Harry pressed the little button and spoke into the mike. Luckily, his voice had broken another octave during the summer, and instead of hearing the paranoid bloke fidgeting nervously on the other end of the line, the girls at the door found themselves listening to a rough, deep baritone that was definitely not who they had expected.
"This is Mal- er, Draco's flat," said Harry, stupidly.
He heard a shrill fuzzy whispering at the other end, then a voice said, uncertainly, "er, who's that? This is Emma. D said we could still catch up tonight. -more whispers in the background-, um... should we go? only it's like, nearly six."
"Sure," said Harry, hoping that he sounded extremely cool and smooth, rather than a quivering nervous wreck. He had approximately two minutes to get himself together while the girls climbed the stairs, and suspected he would start hyperventilating a little before then.
But then, miraculously and as if on cue, the window opened behind him and Malfoy entered on a very old Comet Two-Sixty, pulling off an invisibility cloak that looked rather newer than Harry's.
"What? Think you're the only one Dumbledore ever protected?" he snapped.
"It's not even six yet," said Harry, blankly. "Er, those muggles are on their way up."

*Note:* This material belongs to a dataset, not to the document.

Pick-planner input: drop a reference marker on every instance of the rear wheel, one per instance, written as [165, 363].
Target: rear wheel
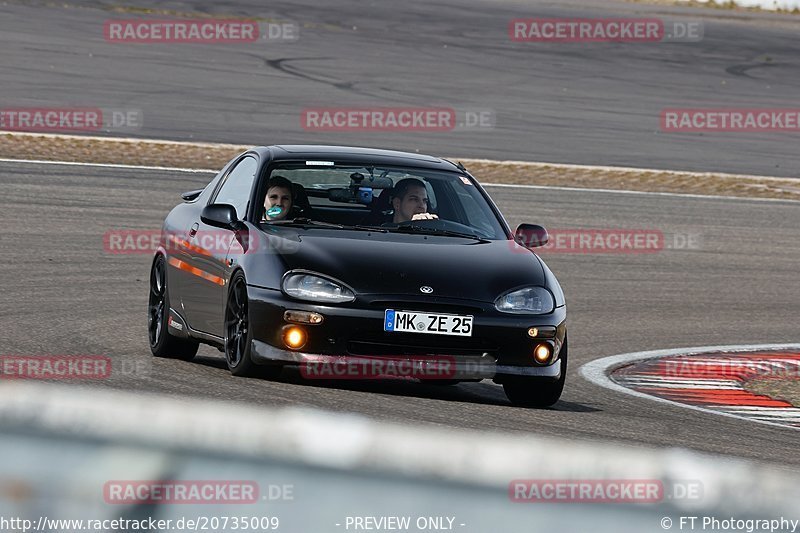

"Bollocks," said Malfoy, in a posh sort of self-preoccupied voice. He darted into his room, throwing a, "come here!" to Harry. Harry followed, warily, holding his wand, which had been on his person ever since he'd hailed the Knight Bus. Malfoy was hastily ripping off his robes, which had jeans underneath, and pulling on a muggle shirt, while continuing "OK, you're my cousin and your name is...Chris. It can be Chris. Chris Malfoy. God I have ugly relatives," he muttered, stowing the broom on the top of the wardrobe with his Nimbus.
"Why can't I just be Harry Potter?" said, Harry, nonplussed, as Malfoy shoved any evidence of wizardry under his bed, including the photographs from the window sill.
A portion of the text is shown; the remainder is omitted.